Shelby hesitates, shifting back and forth on her feet. “It might’ve been us,” she blurts.

I look up at her, that sweet little innocent face, and ask slowly. “What does that mean?”

“The girls and I,” she confesses. “We brought it up during the Frozen Four after-party. We thought it was funny, harmless. I swear we didn’t think it mattered–it was the first night you two met. We had no clue it would turn serious.”

“You brought it up to Ingrid?” Reid asks, already shaking his head. “Babe.”

“Not Ingrid,” she promises, looking between us. “Madison.”

“Fuck,” I mutter, running my hands over my face. “Well, that explains that.”

“Explains what?” Reid asks.

“Why Madison spent the last month telling Ingrid that she thinks dating me is a bad idea.”

“She does?” Shelby asks. “Why the hell would she think that?”

“I overheard them talking before she left last weekend. Madison even accused me of being the one to post about our location at the arena. She thinks I’m looking for attention.”

“That’s bullshit.” Shelby slams her hand down on the porch railing, the sharp crack making Reid and me both look at her. “It is. First of all, you don’t need to look for attention. It comes for you.”

“True,” Reid adds, smirking. “I think it’s the pretty boy looks.”

“Shut up.” I lean back with a groan. “I would never do something like that, but none of that changes the fact that there is a list, and she found out about it. There’s no way out of this: I look like I used her.”
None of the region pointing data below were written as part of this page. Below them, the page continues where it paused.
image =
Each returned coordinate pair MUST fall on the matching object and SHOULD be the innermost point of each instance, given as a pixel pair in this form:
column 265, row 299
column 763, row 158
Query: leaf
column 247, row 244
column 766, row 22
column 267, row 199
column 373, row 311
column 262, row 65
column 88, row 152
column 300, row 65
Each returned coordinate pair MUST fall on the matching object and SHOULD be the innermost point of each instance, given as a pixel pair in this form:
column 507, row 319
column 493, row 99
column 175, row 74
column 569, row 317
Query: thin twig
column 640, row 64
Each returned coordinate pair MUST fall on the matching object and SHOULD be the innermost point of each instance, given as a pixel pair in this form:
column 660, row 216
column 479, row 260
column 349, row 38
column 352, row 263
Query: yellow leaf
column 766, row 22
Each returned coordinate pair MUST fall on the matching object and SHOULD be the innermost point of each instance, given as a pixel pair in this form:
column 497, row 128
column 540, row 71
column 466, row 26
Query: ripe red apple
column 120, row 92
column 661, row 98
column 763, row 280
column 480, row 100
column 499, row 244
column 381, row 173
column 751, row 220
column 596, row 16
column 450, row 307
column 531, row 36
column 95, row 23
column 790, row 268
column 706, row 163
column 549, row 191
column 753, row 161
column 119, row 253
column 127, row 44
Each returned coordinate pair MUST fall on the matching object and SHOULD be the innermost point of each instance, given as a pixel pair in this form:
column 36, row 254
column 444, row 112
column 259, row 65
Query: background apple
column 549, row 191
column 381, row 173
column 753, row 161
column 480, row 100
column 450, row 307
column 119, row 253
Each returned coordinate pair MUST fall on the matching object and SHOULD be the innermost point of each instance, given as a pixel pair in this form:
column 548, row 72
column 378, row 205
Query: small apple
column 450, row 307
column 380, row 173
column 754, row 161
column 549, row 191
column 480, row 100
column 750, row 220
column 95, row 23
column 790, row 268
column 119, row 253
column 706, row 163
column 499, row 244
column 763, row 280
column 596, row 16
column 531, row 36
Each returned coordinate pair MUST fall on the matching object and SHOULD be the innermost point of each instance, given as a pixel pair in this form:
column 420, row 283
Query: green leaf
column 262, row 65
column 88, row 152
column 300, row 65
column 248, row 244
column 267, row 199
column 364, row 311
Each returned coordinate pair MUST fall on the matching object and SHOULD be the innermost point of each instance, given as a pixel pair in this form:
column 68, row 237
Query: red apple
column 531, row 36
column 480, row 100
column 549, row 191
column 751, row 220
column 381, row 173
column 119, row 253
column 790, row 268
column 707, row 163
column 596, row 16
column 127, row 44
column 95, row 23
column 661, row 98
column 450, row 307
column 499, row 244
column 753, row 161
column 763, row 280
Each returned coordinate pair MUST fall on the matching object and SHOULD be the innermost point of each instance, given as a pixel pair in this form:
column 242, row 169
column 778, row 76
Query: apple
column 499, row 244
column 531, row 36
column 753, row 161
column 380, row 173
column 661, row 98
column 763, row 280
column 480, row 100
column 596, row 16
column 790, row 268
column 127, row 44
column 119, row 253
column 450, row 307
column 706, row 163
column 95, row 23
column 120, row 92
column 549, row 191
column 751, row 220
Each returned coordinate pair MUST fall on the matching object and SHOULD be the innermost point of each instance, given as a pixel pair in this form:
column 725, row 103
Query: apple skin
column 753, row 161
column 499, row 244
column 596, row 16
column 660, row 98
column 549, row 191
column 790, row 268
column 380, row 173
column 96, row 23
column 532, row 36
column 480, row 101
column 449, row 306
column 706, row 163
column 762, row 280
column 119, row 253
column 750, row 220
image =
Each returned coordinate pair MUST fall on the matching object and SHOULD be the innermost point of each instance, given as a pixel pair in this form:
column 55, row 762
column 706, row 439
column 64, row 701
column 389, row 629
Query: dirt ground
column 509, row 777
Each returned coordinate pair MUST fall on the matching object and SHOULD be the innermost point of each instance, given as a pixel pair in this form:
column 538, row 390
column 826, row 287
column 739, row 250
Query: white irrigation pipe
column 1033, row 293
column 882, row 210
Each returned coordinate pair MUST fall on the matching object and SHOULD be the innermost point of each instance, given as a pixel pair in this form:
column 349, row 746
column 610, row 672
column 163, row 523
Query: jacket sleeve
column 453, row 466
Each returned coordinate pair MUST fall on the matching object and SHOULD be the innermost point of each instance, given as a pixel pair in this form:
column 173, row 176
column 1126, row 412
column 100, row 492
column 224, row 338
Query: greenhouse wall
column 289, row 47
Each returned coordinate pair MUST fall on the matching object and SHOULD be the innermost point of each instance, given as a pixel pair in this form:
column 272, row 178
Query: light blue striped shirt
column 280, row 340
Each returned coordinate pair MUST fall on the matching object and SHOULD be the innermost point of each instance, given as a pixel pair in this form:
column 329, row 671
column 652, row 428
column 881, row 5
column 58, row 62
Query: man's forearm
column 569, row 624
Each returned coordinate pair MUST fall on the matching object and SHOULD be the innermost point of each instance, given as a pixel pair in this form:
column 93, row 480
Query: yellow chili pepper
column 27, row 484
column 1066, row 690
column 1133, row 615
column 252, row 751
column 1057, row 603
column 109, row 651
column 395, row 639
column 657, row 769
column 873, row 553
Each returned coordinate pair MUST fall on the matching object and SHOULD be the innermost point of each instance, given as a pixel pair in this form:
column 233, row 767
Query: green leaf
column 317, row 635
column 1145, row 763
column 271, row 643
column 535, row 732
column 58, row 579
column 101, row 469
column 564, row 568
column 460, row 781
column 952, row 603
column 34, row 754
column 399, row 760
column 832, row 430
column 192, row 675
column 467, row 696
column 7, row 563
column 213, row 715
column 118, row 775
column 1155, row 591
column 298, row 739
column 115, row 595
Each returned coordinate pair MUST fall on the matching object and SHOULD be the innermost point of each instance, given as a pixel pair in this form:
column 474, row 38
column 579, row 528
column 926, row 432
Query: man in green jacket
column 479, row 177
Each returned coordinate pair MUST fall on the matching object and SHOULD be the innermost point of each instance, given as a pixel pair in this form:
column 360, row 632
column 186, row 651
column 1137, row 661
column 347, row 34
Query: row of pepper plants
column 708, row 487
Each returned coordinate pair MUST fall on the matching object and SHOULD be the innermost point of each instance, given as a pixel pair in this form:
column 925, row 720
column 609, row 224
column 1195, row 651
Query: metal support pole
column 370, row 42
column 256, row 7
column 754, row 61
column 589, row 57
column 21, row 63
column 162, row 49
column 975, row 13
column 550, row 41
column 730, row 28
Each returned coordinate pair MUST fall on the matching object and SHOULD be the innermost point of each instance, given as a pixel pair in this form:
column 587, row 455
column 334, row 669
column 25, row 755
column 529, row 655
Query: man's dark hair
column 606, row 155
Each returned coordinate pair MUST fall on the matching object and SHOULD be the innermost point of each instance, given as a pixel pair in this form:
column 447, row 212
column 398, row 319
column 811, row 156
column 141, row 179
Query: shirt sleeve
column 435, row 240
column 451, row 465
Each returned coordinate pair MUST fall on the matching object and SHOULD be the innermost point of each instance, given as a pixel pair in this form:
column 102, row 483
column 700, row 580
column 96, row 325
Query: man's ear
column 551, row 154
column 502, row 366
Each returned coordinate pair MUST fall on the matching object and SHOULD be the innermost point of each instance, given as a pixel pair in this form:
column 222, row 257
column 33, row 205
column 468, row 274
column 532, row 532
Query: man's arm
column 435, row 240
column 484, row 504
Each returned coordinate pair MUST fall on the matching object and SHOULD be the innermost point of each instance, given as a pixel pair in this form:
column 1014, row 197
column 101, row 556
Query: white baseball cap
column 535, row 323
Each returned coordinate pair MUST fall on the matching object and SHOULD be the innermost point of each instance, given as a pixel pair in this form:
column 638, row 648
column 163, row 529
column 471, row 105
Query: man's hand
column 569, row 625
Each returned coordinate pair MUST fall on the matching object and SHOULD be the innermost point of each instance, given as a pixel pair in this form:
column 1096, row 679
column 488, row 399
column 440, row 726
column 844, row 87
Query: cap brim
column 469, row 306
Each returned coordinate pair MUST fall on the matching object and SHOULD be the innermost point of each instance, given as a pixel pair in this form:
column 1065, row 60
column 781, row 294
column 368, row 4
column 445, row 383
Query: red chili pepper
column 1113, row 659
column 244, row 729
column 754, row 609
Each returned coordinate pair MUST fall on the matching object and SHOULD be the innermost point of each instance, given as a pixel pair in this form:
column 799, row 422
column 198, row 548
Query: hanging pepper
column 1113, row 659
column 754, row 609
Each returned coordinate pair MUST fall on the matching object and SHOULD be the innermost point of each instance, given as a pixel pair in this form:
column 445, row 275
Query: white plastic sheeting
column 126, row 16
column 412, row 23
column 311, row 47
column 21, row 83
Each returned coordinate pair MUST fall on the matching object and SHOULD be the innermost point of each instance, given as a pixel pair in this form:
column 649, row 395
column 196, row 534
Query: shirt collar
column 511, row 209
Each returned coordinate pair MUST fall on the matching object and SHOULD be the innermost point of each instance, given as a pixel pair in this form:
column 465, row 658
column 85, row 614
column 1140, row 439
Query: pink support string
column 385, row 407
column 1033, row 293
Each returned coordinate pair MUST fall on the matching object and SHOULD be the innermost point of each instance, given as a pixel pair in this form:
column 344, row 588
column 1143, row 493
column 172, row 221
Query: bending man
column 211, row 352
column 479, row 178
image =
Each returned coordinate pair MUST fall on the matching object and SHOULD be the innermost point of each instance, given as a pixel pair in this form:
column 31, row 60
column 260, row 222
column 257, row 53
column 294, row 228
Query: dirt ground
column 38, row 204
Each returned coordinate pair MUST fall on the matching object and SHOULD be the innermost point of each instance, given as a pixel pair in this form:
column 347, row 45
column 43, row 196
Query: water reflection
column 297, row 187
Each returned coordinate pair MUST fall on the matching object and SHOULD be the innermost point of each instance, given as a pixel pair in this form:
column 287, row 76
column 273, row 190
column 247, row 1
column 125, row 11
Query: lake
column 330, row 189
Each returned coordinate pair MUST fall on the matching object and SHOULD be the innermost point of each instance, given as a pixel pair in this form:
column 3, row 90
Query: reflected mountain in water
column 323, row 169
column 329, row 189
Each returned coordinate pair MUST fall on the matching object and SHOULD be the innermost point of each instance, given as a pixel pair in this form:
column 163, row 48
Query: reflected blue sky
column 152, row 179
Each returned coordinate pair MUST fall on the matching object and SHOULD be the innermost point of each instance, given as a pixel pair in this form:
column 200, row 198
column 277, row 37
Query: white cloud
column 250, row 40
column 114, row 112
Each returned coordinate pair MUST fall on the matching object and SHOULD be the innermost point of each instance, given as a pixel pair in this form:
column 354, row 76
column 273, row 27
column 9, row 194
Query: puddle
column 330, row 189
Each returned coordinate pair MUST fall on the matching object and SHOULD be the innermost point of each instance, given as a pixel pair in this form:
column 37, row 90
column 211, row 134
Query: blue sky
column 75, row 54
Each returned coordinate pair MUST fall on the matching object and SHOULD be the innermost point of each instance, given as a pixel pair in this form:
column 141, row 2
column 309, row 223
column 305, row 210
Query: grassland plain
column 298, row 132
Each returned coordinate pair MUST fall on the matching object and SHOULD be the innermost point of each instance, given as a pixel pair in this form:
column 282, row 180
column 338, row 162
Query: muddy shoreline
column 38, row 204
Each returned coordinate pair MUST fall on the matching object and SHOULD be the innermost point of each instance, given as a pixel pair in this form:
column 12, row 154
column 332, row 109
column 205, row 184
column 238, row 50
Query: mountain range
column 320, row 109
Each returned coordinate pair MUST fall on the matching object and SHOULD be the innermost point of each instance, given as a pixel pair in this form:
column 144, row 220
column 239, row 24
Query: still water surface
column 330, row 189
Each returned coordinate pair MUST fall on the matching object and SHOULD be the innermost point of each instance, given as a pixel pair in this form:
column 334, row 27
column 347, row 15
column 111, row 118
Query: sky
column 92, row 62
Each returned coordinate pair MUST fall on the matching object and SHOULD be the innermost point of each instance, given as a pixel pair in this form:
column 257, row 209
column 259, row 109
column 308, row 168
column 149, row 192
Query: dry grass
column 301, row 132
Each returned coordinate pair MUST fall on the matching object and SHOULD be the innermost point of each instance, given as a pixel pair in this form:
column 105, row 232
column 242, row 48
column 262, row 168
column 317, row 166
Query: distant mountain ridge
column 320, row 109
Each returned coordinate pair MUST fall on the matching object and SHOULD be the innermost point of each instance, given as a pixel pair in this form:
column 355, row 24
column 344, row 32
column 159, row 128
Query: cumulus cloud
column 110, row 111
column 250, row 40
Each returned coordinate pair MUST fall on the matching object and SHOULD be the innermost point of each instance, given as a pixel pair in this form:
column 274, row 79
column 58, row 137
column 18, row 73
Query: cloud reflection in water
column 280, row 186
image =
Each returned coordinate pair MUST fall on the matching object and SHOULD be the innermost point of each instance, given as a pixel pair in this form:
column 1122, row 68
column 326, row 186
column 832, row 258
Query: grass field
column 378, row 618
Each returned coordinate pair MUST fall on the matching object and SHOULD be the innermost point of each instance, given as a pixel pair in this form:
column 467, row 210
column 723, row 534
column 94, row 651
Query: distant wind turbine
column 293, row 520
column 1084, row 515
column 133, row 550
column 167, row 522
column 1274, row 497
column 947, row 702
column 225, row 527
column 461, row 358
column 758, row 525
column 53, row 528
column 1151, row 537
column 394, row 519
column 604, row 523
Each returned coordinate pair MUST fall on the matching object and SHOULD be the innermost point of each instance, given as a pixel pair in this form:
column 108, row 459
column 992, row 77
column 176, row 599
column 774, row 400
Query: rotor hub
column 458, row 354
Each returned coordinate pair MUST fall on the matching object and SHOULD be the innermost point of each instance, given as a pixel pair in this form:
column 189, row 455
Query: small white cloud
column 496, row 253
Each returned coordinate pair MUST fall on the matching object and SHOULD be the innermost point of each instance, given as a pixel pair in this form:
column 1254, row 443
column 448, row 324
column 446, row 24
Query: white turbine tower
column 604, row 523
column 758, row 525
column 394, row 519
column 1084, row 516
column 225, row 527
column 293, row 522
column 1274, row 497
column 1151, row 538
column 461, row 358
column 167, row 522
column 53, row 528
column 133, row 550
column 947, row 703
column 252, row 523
“Okay, I have to ask,” Reid says carefully. “Did you pursue her just to say you banged Ingrid Flockton?”

My jaw locks, ready to punch Reid for even asking, but it’s a fair question considering my past. I don’t want to talk about it.

Not about Ingrid, about us. About how the time we spent together was the best damn thing in my life.

But I push the words out anyway. “No. I don’t expect you to believe me, but there’s more to this than you know.

” I swallow. “That first night I was looking for a hook up–a way to cross her off my list.”

“At the Frozen Four.”

I shake my head. “No, when she was in town for the concert. The night before we left for Chicago, I taped the letter to my locker. She DMed me. We met up–”

“What?!” Shelby shouts, holding her hands up. “Say that again, you did what?”

“I left her a note on my locker with her name on it. I had no idea if she’d get it or if it’d still be there when I got back, or, more likely, in the trash. But somehow she did get it. I’d offered to show her around, and she messaged me about the best place to get a burger–”

“The Jefferson Parks Special,” Shelby says under her breath. “You mean she’d had it before.”

“Yep, the night before. We met up outside the Den. I had a bag of takeout, and I took her on a tour of campus.”

“And you kept this from me?” Shelby asks, her expression going from incredulous, to angry, to shocked, then rolling back again. “I thought we were friends!”

Her outrage is kind of adorable. “She asked me to.”